In Pulse Code Modulation, the message signal is represented by a sequence of coded pulses. This message signal is achieved by representing the signal in discrete form in both time and amplitude.
The transmitter section of a Pulse Code Modulator circuit consists of Sampling, Quantizing and Encoding, which are performed in the analog-to-digital converter section. The low pass filter prior to sampling prevents aliasing of the message signal.
The basic operations in the receiver section are regeneration of impaired signals, decoding, and reconstruction of the quantized pulse train. The following figure is the block diagram of PCM which represents the basic elements of both the transmitter and the receiver sections.
This filter eliminates the high frequency components present in the input analog signal which is greater than the highest frequency of the message signal, to avoid aliasing of the message signal.

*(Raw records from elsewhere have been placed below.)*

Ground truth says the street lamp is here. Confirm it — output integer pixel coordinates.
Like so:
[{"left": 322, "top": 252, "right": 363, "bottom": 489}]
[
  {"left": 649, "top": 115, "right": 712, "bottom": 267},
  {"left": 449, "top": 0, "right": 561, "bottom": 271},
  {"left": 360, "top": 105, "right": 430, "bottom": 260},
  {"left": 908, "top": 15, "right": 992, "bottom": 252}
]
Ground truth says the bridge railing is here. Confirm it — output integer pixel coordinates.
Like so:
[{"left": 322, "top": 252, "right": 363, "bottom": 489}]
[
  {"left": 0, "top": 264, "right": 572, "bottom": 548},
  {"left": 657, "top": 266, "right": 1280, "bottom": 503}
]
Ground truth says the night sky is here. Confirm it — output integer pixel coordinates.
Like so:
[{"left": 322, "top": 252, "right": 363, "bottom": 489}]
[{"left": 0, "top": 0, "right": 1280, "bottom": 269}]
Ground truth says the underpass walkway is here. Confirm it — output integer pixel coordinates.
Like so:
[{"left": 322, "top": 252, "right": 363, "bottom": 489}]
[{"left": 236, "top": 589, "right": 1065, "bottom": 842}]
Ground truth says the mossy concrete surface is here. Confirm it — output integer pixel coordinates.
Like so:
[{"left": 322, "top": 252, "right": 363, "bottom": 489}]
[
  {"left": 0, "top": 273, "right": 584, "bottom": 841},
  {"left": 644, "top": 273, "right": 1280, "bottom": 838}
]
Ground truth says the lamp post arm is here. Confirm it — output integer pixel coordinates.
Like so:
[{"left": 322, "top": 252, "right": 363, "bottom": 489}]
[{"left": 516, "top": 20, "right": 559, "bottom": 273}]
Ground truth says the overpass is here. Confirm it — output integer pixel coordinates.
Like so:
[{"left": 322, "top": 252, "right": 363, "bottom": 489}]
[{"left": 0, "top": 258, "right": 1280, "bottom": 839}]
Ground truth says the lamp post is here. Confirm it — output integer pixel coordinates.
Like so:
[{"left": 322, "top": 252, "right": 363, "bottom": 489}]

This is the circuit which uses the technique that helps to collect the sample data at instantaneous values of the message signal, so as to reconstruct the original signal. The sampling rate must be greater than twice the highest frequency component W of the message signal, in accordance with the sampling theorem.
Quantizing is a process of reducing the excessive bits and confining the data. The sampled output when given to Quantizer, reduces the redundant bits and compresses the value.
The digitization of analog signal is done by the encoder. It designates each quantized level by a binary code. The sampling done here is the sample-and-hold process. These three sections will act as an analog to the digital converter. Encoding minimizes the bandwidth used.
The output of the channel has one regenerative repeater circuit to compensate the signal loss and reconstruct the signal. It also increases the strength of the signal.
The decoder circuit decodes the pulse coded waveform to reproduce the original signal. This circuit acts as the demodulator.
After the digital-to-analog conversion is done by the regenerative circuit and the decoder, a low pass filter is employed, called as the reconstruction filter to get back the original signal.
Hence, the Pulse Code Modulator circuit digitizes the analog signal given, codes it, and samples it. It then transmits in an analog form. This whole process is repeated in a reverse pattern to obtain the original signal.